One of the biggest battlefields in the War for Wellington is around the Johnsonville rail line, a 10km route between Wellington city centre and the northern suburbs of Johnsonville, Ngaio and Khandallah.
The areas around train stations are some of the best places to build apartments, because people don’t need cars in order to get to work in the city; they can just walk down to their stop. That’s why the NPS-UD required councils to upzone to six storeys within walking distance of any “mass rapid transit station”.
In fact, the Ministry for the Environment’s own guide, written to help councils implement NPS-UD, explicitly states: “Examples of existing rapid transit stops include train stations on the commuter rail services in Wellington.”
But don’t worry: the independent hearings panel managed to wriggle its way out. The panel “put little weight on the MfE guidance document”. In a piece of Suits-level legal analysis, it discovered: “It does not say all rail stops qualify.” There’s also no rule saying a dog can’t play basketball.
The law is clearly designed to include area around train stations, which is sensible.
One of the most important decisions of the entire District Plan is the central city walking catchment. Anywhere close enough to town for people to walk to work should be zoned to allow six-storey apartments.

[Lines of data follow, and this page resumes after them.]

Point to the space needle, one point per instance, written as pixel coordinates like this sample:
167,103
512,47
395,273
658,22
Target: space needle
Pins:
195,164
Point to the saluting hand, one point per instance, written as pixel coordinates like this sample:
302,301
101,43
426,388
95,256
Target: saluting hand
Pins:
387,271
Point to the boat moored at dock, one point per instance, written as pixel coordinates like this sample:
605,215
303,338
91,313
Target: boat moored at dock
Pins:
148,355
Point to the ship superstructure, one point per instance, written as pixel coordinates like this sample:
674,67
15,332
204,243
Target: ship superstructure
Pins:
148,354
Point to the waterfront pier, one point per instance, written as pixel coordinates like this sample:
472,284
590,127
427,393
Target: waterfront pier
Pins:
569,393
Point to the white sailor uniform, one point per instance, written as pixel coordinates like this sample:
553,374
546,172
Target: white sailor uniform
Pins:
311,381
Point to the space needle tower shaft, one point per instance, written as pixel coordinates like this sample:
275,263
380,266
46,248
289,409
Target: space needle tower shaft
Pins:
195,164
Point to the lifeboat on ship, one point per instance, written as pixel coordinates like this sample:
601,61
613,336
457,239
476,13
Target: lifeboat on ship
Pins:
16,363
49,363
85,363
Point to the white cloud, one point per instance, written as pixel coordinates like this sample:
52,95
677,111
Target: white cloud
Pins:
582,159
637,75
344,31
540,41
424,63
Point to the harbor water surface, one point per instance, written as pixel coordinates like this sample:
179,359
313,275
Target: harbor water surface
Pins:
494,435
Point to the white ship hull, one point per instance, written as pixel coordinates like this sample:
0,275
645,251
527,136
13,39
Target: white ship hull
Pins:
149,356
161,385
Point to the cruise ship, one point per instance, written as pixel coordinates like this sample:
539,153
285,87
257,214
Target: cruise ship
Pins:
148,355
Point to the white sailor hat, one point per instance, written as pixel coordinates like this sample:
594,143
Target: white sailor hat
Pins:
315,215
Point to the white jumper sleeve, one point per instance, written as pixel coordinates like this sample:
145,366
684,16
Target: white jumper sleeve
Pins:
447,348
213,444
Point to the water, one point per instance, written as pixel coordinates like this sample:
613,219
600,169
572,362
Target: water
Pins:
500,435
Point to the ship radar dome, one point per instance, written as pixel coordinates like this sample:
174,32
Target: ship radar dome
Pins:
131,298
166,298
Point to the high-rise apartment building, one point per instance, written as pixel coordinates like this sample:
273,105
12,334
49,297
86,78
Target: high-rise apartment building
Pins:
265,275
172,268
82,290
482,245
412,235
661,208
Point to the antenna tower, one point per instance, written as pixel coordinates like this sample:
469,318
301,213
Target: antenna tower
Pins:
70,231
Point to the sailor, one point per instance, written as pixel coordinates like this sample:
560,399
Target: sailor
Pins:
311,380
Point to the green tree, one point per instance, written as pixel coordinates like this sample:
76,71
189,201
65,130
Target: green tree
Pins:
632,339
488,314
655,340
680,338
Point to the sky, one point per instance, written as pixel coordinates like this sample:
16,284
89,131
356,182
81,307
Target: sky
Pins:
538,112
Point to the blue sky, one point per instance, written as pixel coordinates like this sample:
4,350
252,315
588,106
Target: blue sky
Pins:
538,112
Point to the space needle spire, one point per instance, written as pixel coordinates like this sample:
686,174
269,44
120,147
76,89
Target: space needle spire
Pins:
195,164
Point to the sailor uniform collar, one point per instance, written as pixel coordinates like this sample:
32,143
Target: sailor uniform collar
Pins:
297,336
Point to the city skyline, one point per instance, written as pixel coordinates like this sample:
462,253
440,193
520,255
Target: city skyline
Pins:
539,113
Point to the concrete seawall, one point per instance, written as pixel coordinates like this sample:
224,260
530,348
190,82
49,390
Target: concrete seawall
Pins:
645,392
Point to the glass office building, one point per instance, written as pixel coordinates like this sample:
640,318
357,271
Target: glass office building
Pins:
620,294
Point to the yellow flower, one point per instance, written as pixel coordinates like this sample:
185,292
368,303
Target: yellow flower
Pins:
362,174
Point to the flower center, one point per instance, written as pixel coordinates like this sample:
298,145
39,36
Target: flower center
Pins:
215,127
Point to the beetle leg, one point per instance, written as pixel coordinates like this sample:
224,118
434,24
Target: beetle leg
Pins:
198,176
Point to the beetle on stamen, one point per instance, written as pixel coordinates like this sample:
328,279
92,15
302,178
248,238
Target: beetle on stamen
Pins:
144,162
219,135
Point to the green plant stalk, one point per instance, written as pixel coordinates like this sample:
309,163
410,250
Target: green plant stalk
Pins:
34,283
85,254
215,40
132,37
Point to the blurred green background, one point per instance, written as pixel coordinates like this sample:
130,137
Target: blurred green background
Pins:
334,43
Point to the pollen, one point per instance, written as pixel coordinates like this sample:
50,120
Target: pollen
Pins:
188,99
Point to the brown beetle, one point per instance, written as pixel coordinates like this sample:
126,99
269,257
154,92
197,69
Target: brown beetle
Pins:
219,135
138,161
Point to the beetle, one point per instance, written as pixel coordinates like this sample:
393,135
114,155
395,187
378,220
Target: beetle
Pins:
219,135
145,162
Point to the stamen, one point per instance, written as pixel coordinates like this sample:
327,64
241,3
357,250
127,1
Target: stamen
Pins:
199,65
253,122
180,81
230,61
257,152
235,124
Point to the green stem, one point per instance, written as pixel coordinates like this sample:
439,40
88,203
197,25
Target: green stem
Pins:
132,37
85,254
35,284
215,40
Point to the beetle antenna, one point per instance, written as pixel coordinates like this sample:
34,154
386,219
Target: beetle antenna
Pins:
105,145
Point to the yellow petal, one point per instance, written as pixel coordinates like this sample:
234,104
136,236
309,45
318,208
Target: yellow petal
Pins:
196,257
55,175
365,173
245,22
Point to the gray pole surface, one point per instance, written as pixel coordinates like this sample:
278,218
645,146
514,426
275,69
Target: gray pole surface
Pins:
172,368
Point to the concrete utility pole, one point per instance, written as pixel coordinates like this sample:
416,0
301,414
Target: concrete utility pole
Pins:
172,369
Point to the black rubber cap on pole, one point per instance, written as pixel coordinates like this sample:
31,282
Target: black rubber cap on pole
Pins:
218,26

But “walkable” is a very subjective term, and once again the panel was determined to allow as little new housing as possible.
Kāinga Ora argued it should be a 20-minute walk. The Ministry of Housing and Urban Development wanted a minimum of 15 minutes, ideally more. Waka Kotahi pushed for the walking catchment to be a minimum 1.5km from the edge of the centre city zone.
During the hearings, Waka Kotahi provided census data showing that vast numbers of Wellingtonians walk to work, even from suburbs as far as Newtown (which is not that far). The panel rejected that census data with a truly spellbinding feat of argumentative trickery: the census had only asked how people get to work. It didn’t ask how they got home.
“We can readily believe that people might walk a reasonable distance to work, because that is generally downhill. That did not tell us, however, how they get home (back up the hill from which they have come). We do not consider that an area can be considered within a walkable catchment if people have to rely on other modes of transport to travel in one direction.”
The Panel looks ridiculous as it tries to argue the sky is not blue because sometimes it is cloudy.